Flavio Briatore, conseiller exécutif d’Alpine, veut voir la Formule 1 aller beaucoup plus loin sur le format Sprint, au point d’en organiser un sur chacun des 24 Grands Prix de la saison. Dans un entretien accordé à The Race Business, il a expliqué que le format actuel laisse trop peu à offrir aux spectateurs, surtout dès le vendredi.

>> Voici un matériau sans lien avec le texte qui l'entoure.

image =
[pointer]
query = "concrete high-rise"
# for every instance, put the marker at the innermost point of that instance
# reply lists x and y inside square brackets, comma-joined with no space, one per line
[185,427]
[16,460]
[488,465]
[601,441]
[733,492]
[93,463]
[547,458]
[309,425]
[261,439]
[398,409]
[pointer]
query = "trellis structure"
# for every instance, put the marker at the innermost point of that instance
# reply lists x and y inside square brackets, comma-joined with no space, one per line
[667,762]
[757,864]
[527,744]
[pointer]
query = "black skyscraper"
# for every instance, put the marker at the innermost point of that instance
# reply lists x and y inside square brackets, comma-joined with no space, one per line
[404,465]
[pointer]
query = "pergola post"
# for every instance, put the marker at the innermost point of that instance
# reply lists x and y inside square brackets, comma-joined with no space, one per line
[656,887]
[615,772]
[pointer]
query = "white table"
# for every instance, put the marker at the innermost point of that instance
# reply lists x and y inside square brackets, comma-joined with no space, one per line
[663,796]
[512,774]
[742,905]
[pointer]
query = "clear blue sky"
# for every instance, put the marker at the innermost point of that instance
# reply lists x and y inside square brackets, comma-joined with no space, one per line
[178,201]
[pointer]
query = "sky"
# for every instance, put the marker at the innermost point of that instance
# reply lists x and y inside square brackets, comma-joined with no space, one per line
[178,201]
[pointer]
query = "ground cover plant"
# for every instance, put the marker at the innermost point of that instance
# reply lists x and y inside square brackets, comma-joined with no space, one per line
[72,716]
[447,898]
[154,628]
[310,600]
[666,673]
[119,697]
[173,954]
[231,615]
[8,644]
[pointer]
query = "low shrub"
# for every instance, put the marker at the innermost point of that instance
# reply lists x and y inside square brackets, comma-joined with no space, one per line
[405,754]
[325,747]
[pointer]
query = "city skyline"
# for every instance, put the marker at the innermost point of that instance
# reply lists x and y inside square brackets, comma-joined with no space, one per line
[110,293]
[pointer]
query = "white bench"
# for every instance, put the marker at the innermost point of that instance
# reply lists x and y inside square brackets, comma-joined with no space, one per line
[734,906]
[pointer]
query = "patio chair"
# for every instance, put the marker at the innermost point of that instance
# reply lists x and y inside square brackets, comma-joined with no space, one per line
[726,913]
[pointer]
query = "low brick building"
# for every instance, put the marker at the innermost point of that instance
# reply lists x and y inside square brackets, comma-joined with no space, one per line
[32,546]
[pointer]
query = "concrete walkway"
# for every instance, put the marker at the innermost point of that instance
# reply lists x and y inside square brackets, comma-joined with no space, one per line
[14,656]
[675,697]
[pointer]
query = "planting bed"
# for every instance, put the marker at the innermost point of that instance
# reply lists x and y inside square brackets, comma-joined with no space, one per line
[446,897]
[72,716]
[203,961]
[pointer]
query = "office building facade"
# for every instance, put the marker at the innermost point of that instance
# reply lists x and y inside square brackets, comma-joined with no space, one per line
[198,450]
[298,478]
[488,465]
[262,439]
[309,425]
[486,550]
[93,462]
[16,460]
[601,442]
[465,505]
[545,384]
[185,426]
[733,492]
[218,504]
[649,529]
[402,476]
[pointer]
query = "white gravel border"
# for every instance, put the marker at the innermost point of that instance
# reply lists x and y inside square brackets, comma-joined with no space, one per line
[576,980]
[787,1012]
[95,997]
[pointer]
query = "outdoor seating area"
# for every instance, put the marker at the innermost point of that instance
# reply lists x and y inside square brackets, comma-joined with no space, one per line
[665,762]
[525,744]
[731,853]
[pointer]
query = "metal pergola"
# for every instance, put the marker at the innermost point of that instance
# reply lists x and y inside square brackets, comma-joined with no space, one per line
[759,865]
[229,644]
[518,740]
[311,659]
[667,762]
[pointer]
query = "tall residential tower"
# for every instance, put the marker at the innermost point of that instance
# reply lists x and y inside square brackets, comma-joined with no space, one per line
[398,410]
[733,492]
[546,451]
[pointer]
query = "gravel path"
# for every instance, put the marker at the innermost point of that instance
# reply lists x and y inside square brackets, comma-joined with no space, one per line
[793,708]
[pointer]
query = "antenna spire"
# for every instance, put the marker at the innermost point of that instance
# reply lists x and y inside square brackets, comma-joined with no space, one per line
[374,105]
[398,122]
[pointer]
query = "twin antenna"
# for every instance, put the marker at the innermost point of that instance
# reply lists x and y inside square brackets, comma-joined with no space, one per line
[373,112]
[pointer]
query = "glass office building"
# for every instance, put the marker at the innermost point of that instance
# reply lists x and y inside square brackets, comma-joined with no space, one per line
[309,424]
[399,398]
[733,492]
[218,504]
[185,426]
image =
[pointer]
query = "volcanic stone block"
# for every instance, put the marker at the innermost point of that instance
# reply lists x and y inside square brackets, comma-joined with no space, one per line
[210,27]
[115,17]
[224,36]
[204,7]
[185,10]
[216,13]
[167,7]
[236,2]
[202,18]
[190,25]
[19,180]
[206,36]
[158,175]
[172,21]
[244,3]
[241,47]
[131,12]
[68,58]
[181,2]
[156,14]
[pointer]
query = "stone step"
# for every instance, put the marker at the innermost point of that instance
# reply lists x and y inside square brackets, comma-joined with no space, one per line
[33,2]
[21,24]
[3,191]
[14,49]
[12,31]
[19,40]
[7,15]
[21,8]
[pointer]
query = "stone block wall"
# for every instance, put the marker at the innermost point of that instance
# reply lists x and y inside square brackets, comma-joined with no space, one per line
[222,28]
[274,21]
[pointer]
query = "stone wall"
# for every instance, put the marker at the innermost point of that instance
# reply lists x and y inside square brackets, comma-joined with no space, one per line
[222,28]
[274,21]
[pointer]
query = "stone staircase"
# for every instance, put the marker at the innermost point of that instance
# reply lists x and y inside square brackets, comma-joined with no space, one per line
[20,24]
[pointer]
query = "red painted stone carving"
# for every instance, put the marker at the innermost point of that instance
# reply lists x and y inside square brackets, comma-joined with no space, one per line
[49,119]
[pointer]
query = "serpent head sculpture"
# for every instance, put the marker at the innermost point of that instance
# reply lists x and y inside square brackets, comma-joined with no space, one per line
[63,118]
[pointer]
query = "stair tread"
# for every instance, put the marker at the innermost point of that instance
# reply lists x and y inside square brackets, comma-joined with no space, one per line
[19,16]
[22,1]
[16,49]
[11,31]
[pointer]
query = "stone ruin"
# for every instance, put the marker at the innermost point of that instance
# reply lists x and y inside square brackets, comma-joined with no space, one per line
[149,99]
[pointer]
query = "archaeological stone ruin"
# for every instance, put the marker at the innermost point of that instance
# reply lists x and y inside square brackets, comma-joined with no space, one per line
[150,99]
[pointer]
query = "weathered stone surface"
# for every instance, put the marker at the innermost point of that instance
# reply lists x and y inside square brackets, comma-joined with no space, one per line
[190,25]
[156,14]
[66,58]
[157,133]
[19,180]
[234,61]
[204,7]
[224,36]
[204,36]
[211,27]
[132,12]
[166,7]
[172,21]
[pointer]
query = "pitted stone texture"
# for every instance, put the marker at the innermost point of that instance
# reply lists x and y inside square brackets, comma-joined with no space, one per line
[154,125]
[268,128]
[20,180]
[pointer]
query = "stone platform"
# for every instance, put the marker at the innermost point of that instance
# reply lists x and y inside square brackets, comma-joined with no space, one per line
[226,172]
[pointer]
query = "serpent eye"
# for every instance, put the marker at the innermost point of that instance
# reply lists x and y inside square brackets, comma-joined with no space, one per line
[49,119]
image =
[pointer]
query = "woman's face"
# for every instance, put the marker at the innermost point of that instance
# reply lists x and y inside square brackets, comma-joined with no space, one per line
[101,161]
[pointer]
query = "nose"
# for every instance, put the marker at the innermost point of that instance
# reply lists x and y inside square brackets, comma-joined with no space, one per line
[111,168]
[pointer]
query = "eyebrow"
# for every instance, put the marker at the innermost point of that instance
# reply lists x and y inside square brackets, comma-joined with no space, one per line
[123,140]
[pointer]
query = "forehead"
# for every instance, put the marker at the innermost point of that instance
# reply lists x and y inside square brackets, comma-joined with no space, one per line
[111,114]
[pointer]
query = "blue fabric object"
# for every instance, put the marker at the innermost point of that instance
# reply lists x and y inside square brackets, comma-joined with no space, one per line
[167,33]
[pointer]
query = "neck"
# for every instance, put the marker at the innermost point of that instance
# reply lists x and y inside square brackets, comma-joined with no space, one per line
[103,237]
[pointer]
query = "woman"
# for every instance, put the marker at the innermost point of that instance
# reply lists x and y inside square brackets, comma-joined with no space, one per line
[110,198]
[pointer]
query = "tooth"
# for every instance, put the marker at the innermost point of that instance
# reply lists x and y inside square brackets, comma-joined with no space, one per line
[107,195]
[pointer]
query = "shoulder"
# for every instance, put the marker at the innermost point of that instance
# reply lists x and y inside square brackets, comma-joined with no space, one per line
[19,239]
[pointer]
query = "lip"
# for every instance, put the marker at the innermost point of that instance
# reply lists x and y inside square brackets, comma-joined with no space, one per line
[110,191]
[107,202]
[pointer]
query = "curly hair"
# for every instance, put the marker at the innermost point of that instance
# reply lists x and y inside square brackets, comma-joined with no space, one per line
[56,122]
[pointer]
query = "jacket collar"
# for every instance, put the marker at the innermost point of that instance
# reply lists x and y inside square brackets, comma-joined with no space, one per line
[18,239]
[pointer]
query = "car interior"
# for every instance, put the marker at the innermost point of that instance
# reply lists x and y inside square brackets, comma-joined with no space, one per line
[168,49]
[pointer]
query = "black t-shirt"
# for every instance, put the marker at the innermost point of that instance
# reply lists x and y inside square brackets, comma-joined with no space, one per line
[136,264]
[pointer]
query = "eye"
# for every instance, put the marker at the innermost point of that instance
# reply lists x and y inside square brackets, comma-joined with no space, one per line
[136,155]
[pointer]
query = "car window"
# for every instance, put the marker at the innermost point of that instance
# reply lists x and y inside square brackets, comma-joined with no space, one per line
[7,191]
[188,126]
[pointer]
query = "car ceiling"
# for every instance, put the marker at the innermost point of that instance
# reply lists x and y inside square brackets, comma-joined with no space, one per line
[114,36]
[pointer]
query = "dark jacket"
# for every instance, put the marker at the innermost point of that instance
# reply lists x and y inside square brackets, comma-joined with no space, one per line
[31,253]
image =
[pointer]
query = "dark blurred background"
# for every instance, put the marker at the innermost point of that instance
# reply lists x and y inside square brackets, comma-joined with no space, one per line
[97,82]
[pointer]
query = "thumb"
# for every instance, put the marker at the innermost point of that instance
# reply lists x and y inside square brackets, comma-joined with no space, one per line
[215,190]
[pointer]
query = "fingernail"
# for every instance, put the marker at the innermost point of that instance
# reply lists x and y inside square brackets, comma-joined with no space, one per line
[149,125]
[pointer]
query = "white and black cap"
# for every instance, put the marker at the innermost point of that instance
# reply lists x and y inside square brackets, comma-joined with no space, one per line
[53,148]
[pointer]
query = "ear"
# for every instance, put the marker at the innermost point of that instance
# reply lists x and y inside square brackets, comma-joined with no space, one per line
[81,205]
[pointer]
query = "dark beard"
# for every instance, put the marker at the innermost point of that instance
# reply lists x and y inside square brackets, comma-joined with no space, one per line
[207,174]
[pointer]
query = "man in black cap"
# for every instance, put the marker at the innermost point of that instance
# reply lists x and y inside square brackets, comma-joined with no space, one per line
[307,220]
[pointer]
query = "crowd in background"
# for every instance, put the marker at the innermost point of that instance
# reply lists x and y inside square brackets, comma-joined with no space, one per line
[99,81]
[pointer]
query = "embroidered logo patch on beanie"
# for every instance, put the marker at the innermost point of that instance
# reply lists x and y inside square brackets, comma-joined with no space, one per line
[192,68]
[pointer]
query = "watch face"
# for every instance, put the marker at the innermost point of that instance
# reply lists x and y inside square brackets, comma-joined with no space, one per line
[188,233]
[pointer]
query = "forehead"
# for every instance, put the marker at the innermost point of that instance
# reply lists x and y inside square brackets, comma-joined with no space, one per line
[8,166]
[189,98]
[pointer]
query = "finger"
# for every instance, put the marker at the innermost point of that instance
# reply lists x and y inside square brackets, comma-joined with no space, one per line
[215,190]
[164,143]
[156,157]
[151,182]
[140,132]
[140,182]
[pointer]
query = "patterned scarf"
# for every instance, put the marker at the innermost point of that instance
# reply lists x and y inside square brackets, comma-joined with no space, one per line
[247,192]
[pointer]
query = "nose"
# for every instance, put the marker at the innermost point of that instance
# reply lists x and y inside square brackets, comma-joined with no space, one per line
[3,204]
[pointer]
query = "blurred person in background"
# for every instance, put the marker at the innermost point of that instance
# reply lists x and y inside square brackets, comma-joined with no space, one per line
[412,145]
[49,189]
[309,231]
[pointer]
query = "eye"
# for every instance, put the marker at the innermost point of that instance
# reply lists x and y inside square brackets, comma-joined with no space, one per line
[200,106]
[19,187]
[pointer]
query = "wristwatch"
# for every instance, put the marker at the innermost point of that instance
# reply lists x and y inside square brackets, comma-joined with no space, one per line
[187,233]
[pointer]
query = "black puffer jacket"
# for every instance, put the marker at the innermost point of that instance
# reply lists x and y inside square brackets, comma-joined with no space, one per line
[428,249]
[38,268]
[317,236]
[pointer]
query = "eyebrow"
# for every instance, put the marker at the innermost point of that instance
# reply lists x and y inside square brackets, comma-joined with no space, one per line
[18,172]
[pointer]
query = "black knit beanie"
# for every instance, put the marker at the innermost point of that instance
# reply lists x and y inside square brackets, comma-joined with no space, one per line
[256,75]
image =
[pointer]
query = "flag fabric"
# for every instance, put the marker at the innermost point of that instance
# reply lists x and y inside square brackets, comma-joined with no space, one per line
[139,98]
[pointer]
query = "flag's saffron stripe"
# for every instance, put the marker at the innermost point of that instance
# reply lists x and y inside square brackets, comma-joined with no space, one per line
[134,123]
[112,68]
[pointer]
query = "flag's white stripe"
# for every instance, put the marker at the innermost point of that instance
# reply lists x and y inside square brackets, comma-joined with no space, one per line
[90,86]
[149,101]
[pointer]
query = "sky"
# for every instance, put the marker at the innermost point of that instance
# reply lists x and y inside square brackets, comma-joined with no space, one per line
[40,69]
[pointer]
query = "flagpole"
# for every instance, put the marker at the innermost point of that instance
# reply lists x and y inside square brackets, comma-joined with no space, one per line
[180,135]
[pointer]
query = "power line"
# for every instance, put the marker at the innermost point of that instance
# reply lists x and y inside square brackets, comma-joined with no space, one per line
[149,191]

Pour Briatore, le problème tient à la structure même du week-end. « Nous devons donner quelque chose de plus aux spectateurs », a-t-il dit, en jugeant que le vendredi matin est « seulement consacré aux essais techniques ». Selon lui, le Sprint change la nature du programme parce que « au moins, vous avez deux courses, deux départs, et le pilote court pour quelque chose, pas seulement pour les ingénieurs ».
Sa position va plus loin que le débat habituel sur l’uniformité des week-ends de Grand Prix. Là où certains défendent l’idée que tous les rendez-vous devraient suivre le même format, ou qu’il ne devrait y avoir aucun Sprint, Briatore pousse l’option la plus expansive possible: 24 Grands Prix, 24 Sprints.
Il s’est appuyé sur l’exemple de Silverstone pour défendre cette vision. En arrivant sur le circuit un jeudi en 2026, il a raconté avoir eu l’impression de voir « un dimanche d’il y a sept ans » tant l’affluence était forte. Il a ajouté qu’il y avait déjà entre 20 000 et 30 000 personnes, alors que, selon son souvenir, il n’y avait « personne » le jeudi il y a dix ans et très peu de monde le vendredi.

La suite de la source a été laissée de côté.